Yesterday was one of those warm-sunny Fall days when you’re almost ready to pack up and move to the Ocean to retire. (Once you’re home, you remember that winters on the Coast are miserably wet, with a lot of cold, driving rain, and that perhaps it’s best to drive there every chance you get and to stay in a motel overnight when really tempted.)

Though Tokeland is probably my least favorite place to photograph, I’ve certainly got the best photos there the last three times I’ve gone to the beach, making it difficult not to return there every time I go. I don’t have to do anything to get photos other than drive there, get out of the car, and stand on the dock, and wait for miraculous things to happen.
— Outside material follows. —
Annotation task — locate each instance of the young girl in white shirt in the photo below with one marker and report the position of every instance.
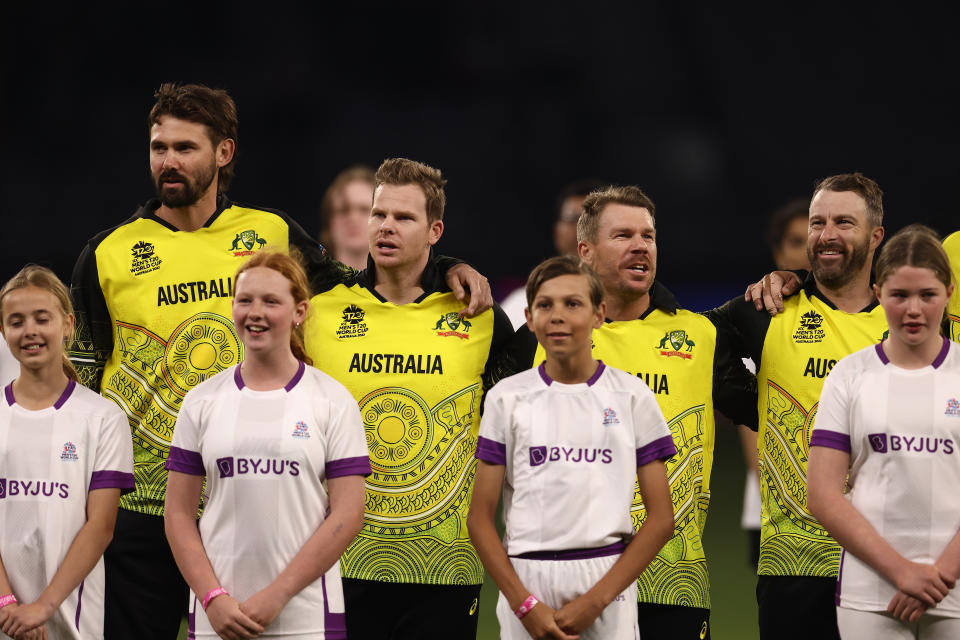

And they usually do, at least photographically.

For instance, this is the first time I’ve ever managed to get a shot of a Western Grebe, and there was a flock of them just aways off shore. Unfortunately, they never came as close as I would have liked, but I’d be an ingrate to complain about shots like this:

Western Grebe

Equally exciting, though not the first time I’ve ever managed to get a shot of a Common Loon was the fact that the loons were closer than I’ve ever seen them before, and they were busy fishing, so they paid virtually no attention to me, just going about their business of catching meal after meal:

Common Loon With Fish

And what would a good day birding be without an unidentified birds like this one

Unidentified Shorebird

that was hanging out with a large flock of Marbled Godwits at Tokeland, but doesn’t look like any Marbled Godwit I’ve seen.

4 thoughts on “Birding at Tokeland”

  1. Am catching up with your posts, loren. Especially like the unidentified bird photo.

    On my trip to California, I visited Robinson and Una Jeffers’ Tor House and Hawk Tower on a bluff overlooking the Pacific Ocean in Carmel. It occurs to me that they likely would have had a great appreciation for your photos.